# Evaluating a Classifier

For Classifiers, the squared error is less suitable metric to mearure a model's effectiveness, considering that we work with nominal variables (e.g. good/bad wine). For these tasks, we often use **Recall** and **Precision**. For these, we assume that there is one class that we are actually more interested in. Let's say that our objective is to identify good wines:

- Recall: The fraction of good wines that are estimated to be good wines
- Precision: The fraction good wines amongst the wines that were estimated to be good wines

We have written out an example in a 'confusion matrix' below. In this example, there are 1000 bottles of wine in the data set. Of those only 100 bottles of wine are truly good. On the other hand, our classifier estimates that 120 bottles are good, but of those 120 only 80 are actually good. In this case, recall = TP / (TP + FN) = 80 / 100 = 0.8 and precision = TP / (TP + FP) = 80 / 120 = 0.67.

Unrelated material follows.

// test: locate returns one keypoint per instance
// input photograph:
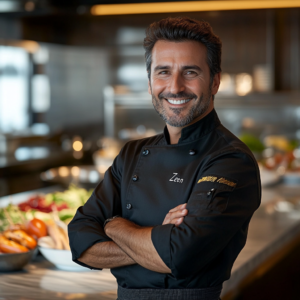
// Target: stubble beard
(176, 120)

| Estimated/True      | Truly Good Wine         | Truly Bad Wine          | Total |
|---------------------|------------------------:|------------------------:|------:|
| Estimated Good Wine | True Positives (TP)  80 | False positives (FP) 40 |   120 |
| Estimated Bad Wine  | False Negatives (FN) 20 | True Nagatives (TN) 860 |   880 |
| Total               |                     100 |                     900 |  1000 |


# Data

We will start by loading the Iris data set for Linear Regression, i.e. using the flower type as the target variable and Petal length and width as features.

In [8]:
from ml import iris_pd

Load the Iris dataset. In the dataset there are originally 3 classes, we will just use class 1 and 2 and rename them to 0 and 1 to apply binary classification.

In [6]:
df = iris_pd()
df = df[df.target > 0]
df.target -= 1

In [11]:
X = df.drop(columns='target')
y = df.target

In [12]:
from sklearn.model_selection import train_test_split

train_X, valid_X, train_y, valid_y = train_test_split(X, y)

#### Computing Recall

In [13]:
from sklearn.linear_model import LogisticRegression

model = LogisticRegression()
model.fit(train_X, train_y)


To compute recall we can compute the number of correctly classified items and the number of True Positives. Our classifier recognized 97% of flowers type 1 correctly in the training set and all in the validation set.

In [16]:
y_pred = model.predict(train_X)
type_1 = sum(train_y)
true_positives = sum(train_y * y_pred)
recall = true_positives / type_1
recall

0.9714285714285714

In [17]:
y_pred = model.predict(valid_X)
type_1 = sum(valid_y)
true_positives = sum(valid_y * y_pred)
recall = true_positives / type_1
recall

1.0